Université
de Montréal
L'accouchement
à la maison au Québec :
les
voix du dedans
Céline
Lemay
Département
d'anthropologie
Faculté
des arts et des sciences
Mémoire
présenté à la Faculté des études
supérieures
en
vue de l'obtention du grade de
Maître
ès science (M.Sc.) en anthropologie
Juin
1997
©
Céline Lemay, 1997
Ce
mémoire a été évalué par un jury
composé des personnes suivantes :
John
Leavitt
Robert
Crépeau
Gilles
Bibeau
Mémoire
accepté le 8 mars 1998
La
fin des années 70 a vu émerger une réalité qui a
bouleversé la culture de la naissance québécoise :
l'accouchement à la maison et l'arrivée de nouvelles
sages-femmes. Bien qu'en 1997 nous nous dirigeons vers la légalisation
des sages-femmes et qu'il y a des Maisons de naissance au Québec, il
continue à y avoir des accouchements à la maison et cette
réalité demeure un sujet délicat à tous les niveaux
de parole et de pouvoir.
A
partir de la construction de deux récits, celui des femmes et celui des
sages-femmes, j'ai fait une analyse sémiologique des
représentations autour de quatre grands thèmes : la maison,
l'accouchement, la douleur et le risque, éclairant ainsi la cosmogonie
de l'accouchement à la maison, témoignant d'un autre rapport au
monde.
L'analyse
anthropologique des voix du dedans permet de saisir la valeur sémiotique
de « la maison ». Elle a des fonctions de protection, de
cohésion, d'ancrage et d'intégration, et l'accouchement peut s'y
insérer dans la logique de ses représentations à
l'intérieur d'une quête de cohérence et de
vérité.
Nous
pouvons ensuite comprendre que la douleur s'insère dans le tout de
l'accouchement comme événement normal de la vie. Pour les femmes,
elle est un signe d'humanité, d'effort et de l'intensité de
l'accouchement tandis que les sages-femmes voient en elle un signe de
séparation, de transformation, de passage et lui reconnaissent une
valeur initiatique.
Enfin,
le risque n'est pas la seule grille d'évaluation de la mise au monde.
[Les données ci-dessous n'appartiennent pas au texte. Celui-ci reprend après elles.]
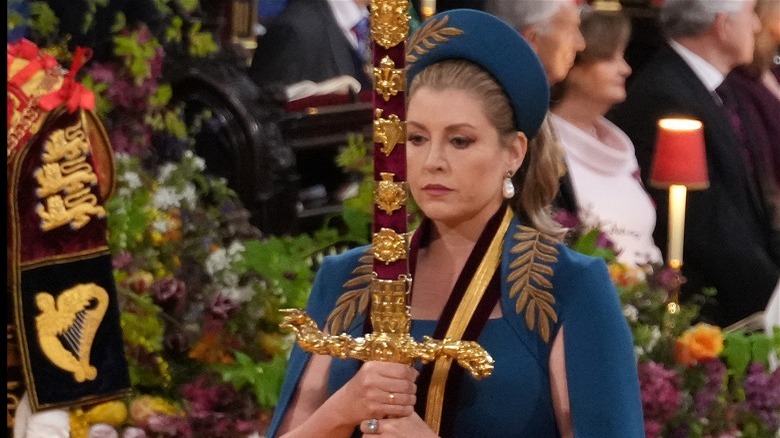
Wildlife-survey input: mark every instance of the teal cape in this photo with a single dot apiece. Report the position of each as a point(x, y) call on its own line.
point(516, 401)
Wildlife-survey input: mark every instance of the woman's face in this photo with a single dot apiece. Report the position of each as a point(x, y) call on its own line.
point(602, 81)
point(455, 162)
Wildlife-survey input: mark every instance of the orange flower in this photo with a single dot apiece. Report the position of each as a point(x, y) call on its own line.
point(211, 349)
point(698, 343)
point(624, 275)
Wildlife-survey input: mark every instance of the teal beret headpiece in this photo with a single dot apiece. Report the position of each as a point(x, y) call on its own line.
point(494, 45)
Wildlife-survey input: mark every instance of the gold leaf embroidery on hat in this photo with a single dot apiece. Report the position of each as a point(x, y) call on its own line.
point(429, 37)
point(355, 301)
point(530, 275)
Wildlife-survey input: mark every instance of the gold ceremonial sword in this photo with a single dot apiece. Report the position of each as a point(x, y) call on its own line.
point(391, 283)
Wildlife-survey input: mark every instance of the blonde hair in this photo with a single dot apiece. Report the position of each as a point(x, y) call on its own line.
point(539, 176)
point(768, 12)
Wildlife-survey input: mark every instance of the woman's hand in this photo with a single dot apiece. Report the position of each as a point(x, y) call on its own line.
point(378, 390)
point(402, 427)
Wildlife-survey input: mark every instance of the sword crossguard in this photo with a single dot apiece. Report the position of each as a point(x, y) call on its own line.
point(388, 347)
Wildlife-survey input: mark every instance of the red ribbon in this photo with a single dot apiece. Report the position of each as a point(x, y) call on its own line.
point(72, 93)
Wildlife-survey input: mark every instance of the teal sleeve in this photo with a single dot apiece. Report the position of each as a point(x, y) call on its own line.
point(326, 289)
point(601, 367)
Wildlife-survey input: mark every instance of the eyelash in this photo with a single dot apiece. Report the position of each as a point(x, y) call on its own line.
point(459, 142)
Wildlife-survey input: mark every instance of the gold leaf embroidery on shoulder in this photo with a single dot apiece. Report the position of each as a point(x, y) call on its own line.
point(529, 277)
point(356, 298)
point(428, 37)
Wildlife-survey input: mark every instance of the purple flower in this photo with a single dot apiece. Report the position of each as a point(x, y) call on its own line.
point(653, 429)
point(134, 432)
point(708, 394)
point(660, 390)
point(762, 393)
point(222, 307)
point(101, 430)
point(122, 260)
point(169, 425)
point(102, 73)
point(170, 294)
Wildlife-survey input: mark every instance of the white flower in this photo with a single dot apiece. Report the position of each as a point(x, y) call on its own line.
point(130, 179)
point(235, 250)
point(161, 225)
point(230, 278)
point(165, 172)
point(165, 198)
point(216, 262)
point(630, 312)
point(189, 194)
point(238, 294)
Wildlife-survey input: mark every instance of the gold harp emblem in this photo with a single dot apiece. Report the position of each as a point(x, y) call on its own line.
point(388, 195)
point(66, 328)
point(389, 131)
point(389, 22)
point(388, 79)
point(389, 246)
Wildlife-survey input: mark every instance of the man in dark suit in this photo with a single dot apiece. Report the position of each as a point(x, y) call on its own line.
point(727, 243)
point(312, 40)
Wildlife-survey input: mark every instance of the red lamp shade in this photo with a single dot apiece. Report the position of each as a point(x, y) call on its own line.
point(679, 157)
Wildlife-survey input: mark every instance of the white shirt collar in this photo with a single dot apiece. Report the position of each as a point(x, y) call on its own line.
point(710, 76)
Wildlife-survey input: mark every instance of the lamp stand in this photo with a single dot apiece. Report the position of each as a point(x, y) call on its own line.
point(677, 195)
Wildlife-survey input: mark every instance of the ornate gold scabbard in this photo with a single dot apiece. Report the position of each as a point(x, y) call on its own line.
point(391, 283)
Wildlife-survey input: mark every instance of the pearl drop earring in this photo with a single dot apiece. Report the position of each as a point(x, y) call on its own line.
point(509, 189)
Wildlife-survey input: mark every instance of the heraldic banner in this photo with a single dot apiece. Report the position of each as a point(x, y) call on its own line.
point(60, 273)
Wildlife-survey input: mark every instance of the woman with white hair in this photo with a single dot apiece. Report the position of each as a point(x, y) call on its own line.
point(550, 27)
point(727, 233)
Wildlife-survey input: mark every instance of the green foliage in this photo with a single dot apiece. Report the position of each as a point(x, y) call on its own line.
point(263, 378)
point(588, 244)
point(741, 349)
point(137, 56)
point(89, 17)
point(99, 89)
point(43, 22)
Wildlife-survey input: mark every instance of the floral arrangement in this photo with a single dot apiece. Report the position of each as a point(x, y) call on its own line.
point(199, 293)
point(199, 286)
point(695, 379)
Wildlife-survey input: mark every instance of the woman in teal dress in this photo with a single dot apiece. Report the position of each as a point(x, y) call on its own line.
point(549, 317)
Le
sentiment de sécurité et la confiance des femmes sont à
l'intérieur d'elles et la relation avec les sages-femmes s'inscrit dans
un ordre féminin où le pouvoir est partagé.
L'analyse
du noyau de subjectivité de l'accouchement à la maison permet
sans doute d'éclairer les représentations de celles qui le vivent
mais le contraste avec la trame de fond sociosymbolique
québécoise révèle alors cette réalité
comme discours.
Ainsi,
l'accouchement à la maison est l'affirmation que l'accouchement ne se
définit pas comme un événement médical. Il exprime
que l'humanisation n'est pas seulement la capacité de choisir. Elle est
aussi le pouvoir de nommer, de définir et de signifier ce qu'est
accoucher, souffrir et vivre le risque.
L'accouchement
à la maison révèle qu'avec les sages-femmes, il fait parti
d'un ordre féminin, qu'il s'inscrit dans la vie comme un système
et comme un tout, et il affirme que la vie comporte des risques.
Il
témoigne enfin de la richesse des représentations autour de la
naissance, il confirme que la science n'est qu'une strate du savoir et que les
femmes pensent autrement.
À
Émilie,
David et Sara
pour
la suite de la vie...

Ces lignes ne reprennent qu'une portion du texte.